Josie grew immensely this semester. When I first met her, she barely spoke, rarely participated, and preferred to be on her own. When I gave her the initial Fact Fluency assessment, she could not explain her thought process to me. As we went through the semester playing “Plus,” using flashcards, and jumping into social settings, I saw her open up and gradually explain her thought process more and more. By the end of the semester, Josie had become a much more vocal student, confidently telling me how she solved problems, sometimes providing me with multiple strategies. Although she’s still a quiet learner, Josie has become a much more vocal and courageous one as well.
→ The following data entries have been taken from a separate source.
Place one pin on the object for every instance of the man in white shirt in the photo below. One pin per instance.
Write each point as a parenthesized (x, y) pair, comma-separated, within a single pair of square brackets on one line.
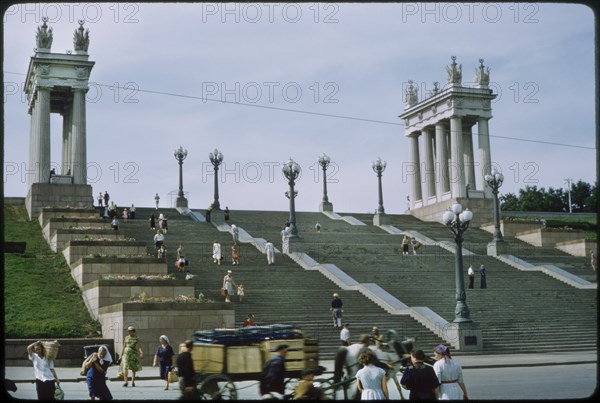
[(270, 249), (345, 335)]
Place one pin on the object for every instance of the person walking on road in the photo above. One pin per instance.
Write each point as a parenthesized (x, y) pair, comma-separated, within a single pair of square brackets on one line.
[(420, 379), (43, 368), (482, 274), (450, 376), (164, 356), (336, 310), (273, 375), (471, 274), (132, 354), (371, 380), (185, 370), (97, 365), (270, 249)]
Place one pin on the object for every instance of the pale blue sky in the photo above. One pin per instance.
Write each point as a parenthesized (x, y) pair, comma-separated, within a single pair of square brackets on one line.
[(350, 60)]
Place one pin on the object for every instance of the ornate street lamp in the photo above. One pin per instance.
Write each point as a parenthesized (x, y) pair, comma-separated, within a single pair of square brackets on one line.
[(216, 158), (494, 181), (324, 161), (378, 168), (291, 171), (458, 222), (180, 154)]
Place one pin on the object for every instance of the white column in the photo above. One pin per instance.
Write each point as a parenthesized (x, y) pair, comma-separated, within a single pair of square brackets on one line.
[(40, 147), (78, 142), (441, 161), (66, 142), (34, 140), (457, 168), (468, 157), (485, 158), (415, 188), (429, 189)]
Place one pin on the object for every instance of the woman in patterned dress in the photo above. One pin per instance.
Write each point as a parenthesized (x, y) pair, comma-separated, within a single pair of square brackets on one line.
[(131, 355), (449, 373)]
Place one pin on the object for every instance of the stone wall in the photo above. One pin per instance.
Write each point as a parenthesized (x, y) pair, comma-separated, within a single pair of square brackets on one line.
[(42, 195), (100, 293), (578, 247), (549, 236), (76, 250), (60, 237), (511, 228), (178, 321), (90, 269)]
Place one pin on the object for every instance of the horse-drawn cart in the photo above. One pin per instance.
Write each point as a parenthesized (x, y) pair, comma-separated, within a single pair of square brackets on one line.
[(224, 356)]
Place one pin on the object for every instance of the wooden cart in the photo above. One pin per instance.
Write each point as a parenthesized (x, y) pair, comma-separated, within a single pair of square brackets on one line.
[(219, 366)]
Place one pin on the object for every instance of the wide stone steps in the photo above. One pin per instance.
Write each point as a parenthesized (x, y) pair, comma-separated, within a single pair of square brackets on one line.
[(285, 293)]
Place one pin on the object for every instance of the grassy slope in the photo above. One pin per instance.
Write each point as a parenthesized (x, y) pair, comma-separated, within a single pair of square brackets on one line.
[(41, 299)]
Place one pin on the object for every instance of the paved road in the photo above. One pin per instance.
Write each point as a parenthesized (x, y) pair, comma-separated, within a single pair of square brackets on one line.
[(518, 376)]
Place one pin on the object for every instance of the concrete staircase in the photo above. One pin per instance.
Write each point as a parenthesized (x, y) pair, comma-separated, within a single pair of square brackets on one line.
[(518, 312)]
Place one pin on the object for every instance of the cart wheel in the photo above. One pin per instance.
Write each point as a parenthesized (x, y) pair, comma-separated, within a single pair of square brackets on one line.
[(290, 386), (217, 387)]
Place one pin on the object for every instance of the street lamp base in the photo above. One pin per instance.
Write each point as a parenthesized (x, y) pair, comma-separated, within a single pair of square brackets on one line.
[(496, 248), (325, 206), (380, 219), (464, 336)]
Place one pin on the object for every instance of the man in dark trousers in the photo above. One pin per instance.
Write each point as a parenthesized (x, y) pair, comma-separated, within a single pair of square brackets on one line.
[(273, 375), (185, 370), (336, 310)]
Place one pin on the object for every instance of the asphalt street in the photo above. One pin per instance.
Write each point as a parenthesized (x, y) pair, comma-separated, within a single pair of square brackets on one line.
[(515, 376)]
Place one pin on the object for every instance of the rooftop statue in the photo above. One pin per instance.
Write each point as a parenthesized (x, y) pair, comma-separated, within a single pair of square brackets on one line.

I firmly believe that Josie’s growth in mathematics this semester comes from the work we completed together. While originally Josie would barely talk in class, she grew to explain her thinking thoroughly, and sometimes in multiple ways. She also learned to solve problems without aid (not needing to use her fingers as often). The impact became evident through the second Fact Fluency assessment. Her overall score and the number of problems answered increased while the number of errors decreased. She felt more comfortable and confident in sharing her thinking with me, developing an ability to effectively demonstrate her learning.
I am an extroverted person, which made an opportunity to work with someone who is heavily introverted like Josie unique. This process taught me about understanding learners that are different from myself and providing them with the necessary resources to succeed. For Josie, this meant creating games designed specifically for her, collaborating with one of her peers, and continually asking her to explain her thinking so that it became natural. I’m grateful that I had the chance to work with someone different from myself so that I have the skills to provide introverts with necessary resources in the future. While students like Josie may always be introverted, they also have intelligent thoughts and problem solving strategies to share with others. It’s important to provide resources and opportunities that engage all learners.
Riley Strauss is a third-year elementary education major at Butler University. This impact report was originally written for a class project and later adapted for this blog.